Умывшись в ванной, я заглянула к Кирюшке, застав его, как обычно, за компьютером, поздоровалась и прошла в свою комнату. Стянула с себя джинсы, голубую футболку, надела домашние шорты, майку. Нашла в коробке со старым хламом кассетный плеер и до утра провалялась в постели, слушая Крылья «Наутилус Помпилус». Слёз уже не было, наверное, всё, что можно было выплакать в тот день, я выплакала. Распухшие глаза болели, в висках стучало, но уснуть той ночью мне не удалось. Ощущала себя опустошённым сосудом. Истлевшим куском дерьма. Всё, чего хотелось, – забыться. Раствориться в пространстве, почувствовать себя невесомостью. Чем-то далёким от понимания своей жизни. От понимания себя. Я хотела убежать, но возможностей не было.

Утром, спустя несколько дней, перед тем, как уйти на работу, мама зашла ко мне.

– Готова?

– Готова, – кивнула я, поднявшись с дивана. – После обеда поеду.

– Деньги на холодильнике, перекуси чем-нибудь перед отъездом. Когда а то там ещё поешь.

– Ладно.

– Ну всё, тогда до завтра? Удачи тебе, – добавила она и, чуть помявшись, ласково обняла меня. – Всё будет хорошо, не переживай. Помни, что от этого экзамена многое зависит. Вспомни, какой тяжёлый был этот год. Как ты упорно, старательно шла к своей цели. Сколько ночей не спала, сколько денег мы отдали репетиторам. Искренне хочу, дочь, чтоб всё это оправдалось. Верь в свои способности, и всё получится.

– Спасибо за поддержку, мам.

С написанными на лице сомнениями она покинула комнату. Мама беспокоилась о моём будущем. Когда я в начале одиннадцатого класса заявила, что хочу попробовать поступить в московский Литературный институт имени Горького, мама длительное время не комментировала это заявление. Она знала, что я пишу время от времени и с книжками с детства не расставалась, но лично с моим творчеством не была знакома. То ли её это мало интересовало, то ли она считала это занятие несерьёзной забавой, то ли смелости не находилось на то, чтобы подойти ко мне и попросить дать почитать что-то из написанного. Не знаю. Но когда однажды за ужином она выпалила: "Кир, надо пробовать. Если ты хочешь этого, я поддержу тебя", я с удивлением осознала, что мы не так уж с ней далеки друг от друга. На протяжении всего года я жила надеждами на эту казавшуюся осуществимой мечту. Я знала, что мои работы не самые плохие, причем вполне неплохо владела и русским языком, и литературой, плюс ко всему моральная родительская поддержка – я искренне верила, что с окончанием школы события в моей жизни резко сменят позиции. Москва как город не привлекал меня, однако то было не важно, важно место, о котором я грезила, творческие люди, возможности. А самое главное – я жаждала просто сбежать из дома, уйти из семьи, другими словами. Перестать видеть отчима, ловить на себе его пристальный, ненавистный взгляд, слышать постоянные упрёки и оскорбления.

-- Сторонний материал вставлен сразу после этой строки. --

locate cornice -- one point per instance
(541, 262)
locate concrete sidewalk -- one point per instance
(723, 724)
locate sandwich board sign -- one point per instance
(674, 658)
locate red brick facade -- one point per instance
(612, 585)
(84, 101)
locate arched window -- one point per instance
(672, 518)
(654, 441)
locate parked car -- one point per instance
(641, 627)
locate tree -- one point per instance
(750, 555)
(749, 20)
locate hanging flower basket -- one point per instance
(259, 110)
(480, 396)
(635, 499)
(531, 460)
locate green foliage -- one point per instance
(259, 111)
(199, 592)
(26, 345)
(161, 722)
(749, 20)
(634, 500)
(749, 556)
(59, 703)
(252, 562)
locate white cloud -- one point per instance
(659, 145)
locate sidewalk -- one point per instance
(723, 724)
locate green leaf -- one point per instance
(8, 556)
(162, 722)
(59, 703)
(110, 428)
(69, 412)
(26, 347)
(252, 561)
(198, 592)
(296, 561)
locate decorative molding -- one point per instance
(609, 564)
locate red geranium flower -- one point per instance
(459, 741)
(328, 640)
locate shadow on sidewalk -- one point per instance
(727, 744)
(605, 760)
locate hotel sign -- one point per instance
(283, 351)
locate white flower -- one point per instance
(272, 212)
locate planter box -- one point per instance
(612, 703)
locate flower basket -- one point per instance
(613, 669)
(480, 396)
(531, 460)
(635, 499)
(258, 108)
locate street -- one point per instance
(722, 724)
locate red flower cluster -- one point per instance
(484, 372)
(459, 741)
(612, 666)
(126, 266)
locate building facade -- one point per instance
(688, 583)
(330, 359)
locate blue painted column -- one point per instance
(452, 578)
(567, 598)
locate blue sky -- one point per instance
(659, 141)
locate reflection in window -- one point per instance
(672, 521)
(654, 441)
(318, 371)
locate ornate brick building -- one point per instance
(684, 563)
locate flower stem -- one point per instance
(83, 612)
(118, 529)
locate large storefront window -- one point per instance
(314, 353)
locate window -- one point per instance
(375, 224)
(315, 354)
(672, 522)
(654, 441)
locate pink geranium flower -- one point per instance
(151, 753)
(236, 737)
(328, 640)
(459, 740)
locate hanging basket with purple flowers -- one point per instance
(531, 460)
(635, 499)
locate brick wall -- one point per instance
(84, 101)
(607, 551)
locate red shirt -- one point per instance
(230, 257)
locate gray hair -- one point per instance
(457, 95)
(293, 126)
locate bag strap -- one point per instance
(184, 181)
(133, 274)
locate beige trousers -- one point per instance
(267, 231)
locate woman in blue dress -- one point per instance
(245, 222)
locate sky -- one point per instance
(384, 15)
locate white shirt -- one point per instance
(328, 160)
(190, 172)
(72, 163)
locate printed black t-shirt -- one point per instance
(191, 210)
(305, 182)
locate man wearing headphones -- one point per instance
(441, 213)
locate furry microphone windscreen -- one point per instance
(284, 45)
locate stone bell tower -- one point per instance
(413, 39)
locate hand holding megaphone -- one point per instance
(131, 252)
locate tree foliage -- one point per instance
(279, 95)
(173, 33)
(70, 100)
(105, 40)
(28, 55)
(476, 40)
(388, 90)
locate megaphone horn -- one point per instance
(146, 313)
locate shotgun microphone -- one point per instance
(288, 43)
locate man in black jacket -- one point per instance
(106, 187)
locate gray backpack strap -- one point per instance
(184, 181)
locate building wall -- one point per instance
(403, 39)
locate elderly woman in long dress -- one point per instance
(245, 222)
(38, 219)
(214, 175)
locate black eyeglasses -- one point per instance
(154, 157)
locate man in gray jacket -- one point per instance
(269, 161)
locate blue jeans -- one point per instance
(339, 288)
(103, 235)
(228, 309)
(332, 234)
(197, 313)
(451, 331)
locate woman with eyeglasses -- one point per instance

Жила этим миражом. С воодушевлением ждала лета, выпускного, поступления. И отчим, несомненно, тоже этого ждал. Надеялся, что я уеду, а он вздохнёт с облегчением, освободив домашнее пространство от чужого, постороннего человека. Как писал Кафка в одном из писем к Фелиции: "По сути, согласие в семье нарушается только мною, причём год от года всё более злостно" – именно так было и в нашей семье. Я являлась зерном большинства конфликтов. Ненамеренно, конечно, так выходило. Отчим срывал на мне гнев, цеплялся к незначительным вещам, выставляя меня в далеко не радужном свете, и мама с Кириллом, разумеется, оказывались втянутыми в эти скандалы. В детстве меня обижало, что самый близкий по сути мне человек никогда не вступался за меня, позже, когда мама стала замечать неправоту мужа, напротив, я уже просила её не вмешиваться, поскольку то лишь усугубляло положение дел, обостряло неприязнь и агрессию отчима по отношению ко мне. И так она металась из стороны в сторону, не зная, чью позицию принять. Кирилл же и вовсе закрывался в комнате, в слезах затыкал уши. Однажды он попытался встать на мою защиту, за что получил от папаши незаслуженную порку ремнём.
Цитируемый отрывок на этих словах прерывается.